Mercury from gold mines accumulates far downstream
Researchers have determined that the health risks taken on by artisanal, small-scale gold miners extend far beyond the miners themselves.
Based on a study of gold-mining operations in Peru, the miners' practices not only contaminate local soil, sediment and water resources with mercury, they create hazardous levels of the neurotoxin in the food chain at least 350 miles downstream.
The study, led by Heileen Hsu-Kim, professor of civil and environmental engineering at Duke University, William Pan, professor of environmental science and policy and the Duke Global Health Institute, and Sarah Diringer, a Ph.D. candidate mentored by the pair, was recently published online in the journal Environmental Science: Processes & Impacts.
The Duke team looked at the wide-reaching effects of mercury contamination from gold-mining operations in Peru's southern Amazon region of Madre de Dios. However, the same mining practices are present throughout South America, as well as in Africa and Asia.

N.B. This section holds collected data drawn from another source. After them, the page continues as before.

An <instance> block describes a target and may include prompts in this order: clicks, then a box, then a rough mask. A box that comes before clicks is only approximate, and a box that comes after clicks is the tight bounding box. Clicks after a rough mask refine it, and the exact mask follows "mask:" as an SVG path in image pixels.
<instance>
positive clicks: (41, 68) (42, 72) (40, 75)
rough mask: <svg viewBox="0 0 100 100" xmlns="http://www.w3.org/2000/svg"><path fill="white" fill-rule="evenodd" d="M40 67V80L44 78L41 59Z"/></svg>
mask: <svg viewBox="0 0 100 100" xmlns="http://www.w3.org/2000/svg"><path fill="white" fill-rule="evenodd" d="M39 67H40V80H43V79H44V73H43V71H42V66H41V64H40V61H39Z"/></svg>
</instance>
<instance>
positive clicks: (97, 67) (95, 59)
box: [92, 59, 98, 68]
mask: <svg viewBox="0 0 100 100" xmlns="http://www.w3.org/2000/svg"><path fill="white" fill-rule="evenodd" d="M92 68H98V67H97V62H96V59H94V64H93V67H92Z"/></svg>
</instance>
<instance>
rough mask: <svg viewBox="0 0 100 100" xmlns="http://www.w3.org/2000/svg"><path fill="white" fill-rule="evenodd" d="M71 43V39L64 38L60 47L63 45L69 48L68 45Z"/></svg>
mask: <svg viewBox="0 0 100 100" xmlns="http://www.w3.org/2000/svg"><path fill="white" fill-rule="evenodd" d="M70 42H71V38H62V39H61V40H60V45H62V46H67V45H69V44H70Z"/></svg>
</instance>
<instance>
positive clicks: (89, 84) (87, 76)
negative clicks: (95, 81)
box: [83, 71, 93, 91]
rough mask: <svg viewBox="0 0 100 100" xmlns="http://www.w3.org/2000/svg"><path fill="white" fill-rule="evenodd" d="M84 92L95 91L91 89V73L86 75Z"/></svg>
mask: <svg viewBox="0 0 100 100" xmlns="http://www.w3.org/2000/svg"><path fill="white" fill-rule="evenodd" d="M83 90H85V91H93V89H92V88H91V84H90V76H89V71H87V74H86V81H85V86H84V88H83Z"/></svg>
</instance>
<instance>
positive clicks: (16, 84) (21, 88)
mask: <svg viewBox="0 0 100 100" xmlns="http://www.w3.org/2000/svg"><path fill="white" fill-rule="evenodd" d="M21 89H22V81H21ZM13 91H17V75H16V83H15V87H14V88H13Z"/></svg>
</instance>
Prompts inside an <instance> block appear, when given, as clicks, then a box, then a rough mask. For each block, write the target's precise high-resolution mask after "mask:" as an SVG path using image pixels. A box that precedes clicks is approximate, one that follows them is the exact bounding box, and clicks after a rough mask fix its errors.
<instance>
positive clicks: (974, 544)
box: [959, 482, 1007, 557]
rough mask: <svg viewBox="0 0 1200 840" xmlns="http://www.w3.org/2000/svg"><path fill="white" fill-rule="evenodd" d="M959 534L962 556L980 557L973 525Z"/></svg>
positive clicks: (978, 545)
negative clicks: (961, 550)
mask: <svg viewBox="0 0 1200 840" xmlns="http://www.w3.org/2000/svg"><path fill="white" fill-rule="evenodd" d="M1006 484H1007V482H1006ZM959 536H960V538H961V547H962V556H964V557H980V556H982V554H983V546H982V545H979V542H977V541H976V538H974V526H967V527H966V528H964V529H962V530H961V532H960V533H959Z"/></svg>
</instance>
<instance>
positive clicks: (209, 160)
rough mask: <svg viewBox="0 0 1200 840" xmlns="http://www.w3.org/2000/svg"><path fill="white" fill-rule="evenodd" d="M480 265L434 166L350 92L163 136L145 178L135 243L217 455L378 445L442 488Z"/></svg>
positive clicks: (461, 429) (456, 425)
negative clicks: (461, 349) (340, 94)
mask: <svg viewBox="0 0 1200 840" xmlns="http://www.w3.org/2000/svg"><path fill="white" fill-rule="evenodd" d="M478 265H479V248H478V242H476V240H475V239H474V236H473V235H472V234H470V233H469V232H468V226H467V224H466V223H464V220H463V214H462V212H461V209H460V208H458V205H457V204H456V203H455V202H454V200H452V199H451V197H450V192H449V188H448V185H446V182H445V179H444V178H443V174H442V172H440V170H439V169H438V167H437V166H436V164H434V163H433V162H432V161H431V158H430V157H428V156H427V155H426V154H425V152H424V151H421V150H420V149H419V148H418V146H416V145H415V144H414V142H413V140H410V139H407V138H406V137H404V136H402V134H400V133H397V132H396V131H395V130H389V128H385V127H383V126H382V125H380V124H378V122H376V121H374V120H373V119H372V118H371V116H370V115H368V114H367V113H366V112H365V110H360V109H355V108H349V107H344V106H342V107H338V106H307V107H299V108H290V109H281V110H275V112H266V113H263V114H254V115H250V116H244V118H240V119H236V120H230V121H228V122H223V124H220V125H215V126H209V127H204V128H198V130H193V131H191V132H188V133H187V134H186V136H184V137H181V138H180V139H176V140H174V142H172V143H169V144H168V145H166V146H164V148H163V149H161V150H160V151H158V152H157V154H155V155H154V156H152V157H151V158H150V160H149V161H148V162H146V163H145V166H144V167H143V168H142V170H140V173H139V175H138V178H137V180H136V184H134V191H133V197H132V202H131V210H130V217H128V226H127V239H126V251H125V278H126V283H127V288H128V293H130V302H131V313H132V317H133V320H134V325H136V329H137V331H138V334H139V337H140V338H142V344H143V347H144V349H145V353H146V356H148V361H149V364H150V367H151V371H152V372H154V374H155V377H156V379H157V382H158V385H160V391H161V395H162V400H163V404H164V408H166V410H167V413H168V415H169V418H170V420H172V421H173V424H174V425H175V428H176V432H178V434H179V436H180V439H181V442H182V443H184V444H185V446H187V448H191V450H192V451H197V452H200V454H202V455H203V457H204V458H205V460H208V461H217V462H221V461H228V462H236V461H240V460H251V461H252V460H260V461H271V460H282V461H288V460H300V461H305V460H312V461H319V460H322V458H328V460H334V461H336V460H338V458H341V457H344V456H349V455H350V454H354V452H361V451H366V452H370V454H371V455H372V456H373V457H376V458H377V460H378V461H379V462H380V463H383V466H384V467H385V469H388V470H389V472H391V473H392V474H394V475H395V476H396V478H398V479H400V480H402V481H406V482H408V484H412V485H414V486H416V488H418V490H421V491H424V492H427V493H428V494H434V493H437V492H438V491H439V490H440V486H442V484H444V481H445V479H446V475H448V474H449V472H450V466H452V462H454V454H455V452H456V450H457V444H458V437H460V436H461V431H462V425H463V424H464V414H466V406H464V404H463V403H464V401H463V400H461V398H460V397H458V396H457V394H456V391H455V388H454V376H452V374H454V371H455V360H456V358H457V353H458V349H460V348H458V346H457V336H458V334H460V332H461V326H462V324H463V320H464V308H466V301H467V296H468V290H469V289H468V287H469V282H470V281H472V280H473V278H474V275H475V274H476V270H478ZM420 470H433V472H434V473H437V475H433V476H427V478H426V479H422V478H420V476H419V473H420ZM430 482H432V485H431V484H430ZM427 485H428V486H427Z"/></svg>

As the price of gold has soared during the past decade, thousands of Peruvians—mostly from the Amazon and sierra region of Cusco—have embraced artisanal small-scale gold mining to supplement their income. Mercury is used to bind loose flakes and bits of gold ore into hard chunks that can be more easily extracted from soil and sediment, and then burned off with blowtorches once the chunks are in hand.
The study found that the miners and their families are highly vulnerable to the impacts of mercury, with limited knowledge of mining's environmental or human health effects. Rarely do they have adequate safeguards to limit the release of mercury into the air, soil or water, the researchers said.
Once in river sediments, mercury is taken up by microorganisms that convert it to a highly neurotoxic form. As other animals consume the microorganisms, the levels of the neurotoxin accumulate in larger predators, such as carnivorous fish, according to the study.
"We've known that the use of mercury presents health risks to miners and their families, but it also releases a lot of contamination that ends up downstream," said Hsu-Kim. "Some of that mercury ends up in fish that other communities depend on as part of their diets, and that risk was not documented at all. We had heard anecdotal evidence, but this was the first scientific study to document the actual contamination."
In the study, Hsu-Kim, Pan and their colleagues took samples from river sediment, water and fish at 62 sites near 17 communities over a 350-mile stretch of the Madre de Dios River and its major tributaries. The results showed an increase in mercury concentrations in the mining areas as well as downstream, where concentrations in fish now exceed World Health Organization guidelines for safe consumption for children and women of maternal age.
"The calculations were made assuming that people ate two fish meals per week," Hsu-Kim said. "However, we have preliminary data from household health surveys indicating that fish consumption is actually much higher in many communities, which could increase the body burden and exceed safety limits even for healthy adults."
While mercury can be dangerous to adults, the primary concern is how it can impair neurological development in children, infants and fetuses. Because mercury can cross the placental barrier if it is ingested by the mother, the metal can affect the development of a baby's cardiovascular and nervous systems.
According to the Environmental Protection Agency, impacts on cognitive thinking, memory, attention, language and fine motor and visual spatial skills have been seen in children exposed to the neurotoxin in the womb.
The Madre de Dios region, home to some of the Amazon's largest remaining swaths of virgin rainforest, is thought to host among the highest number of mammal, bird and amphibian species in the world. Animal and plant life there is so diverse that Peruvian law proclaims it to be the world's "Capital of Biodiversity."
"We recognize that these gold mining practices are a beneficial economic activity for families and have the potential to be environmentally sustainable," Pan said. "To identify pathways toward sustainability, we have begun working with the Ministry of Health in Peru and local NGOs in Madre de Dios to raise awareness about the impacts of mining as well as engaging families, communities and other regional stakeholders to find mutually beneficial solutions for the humans and the environment."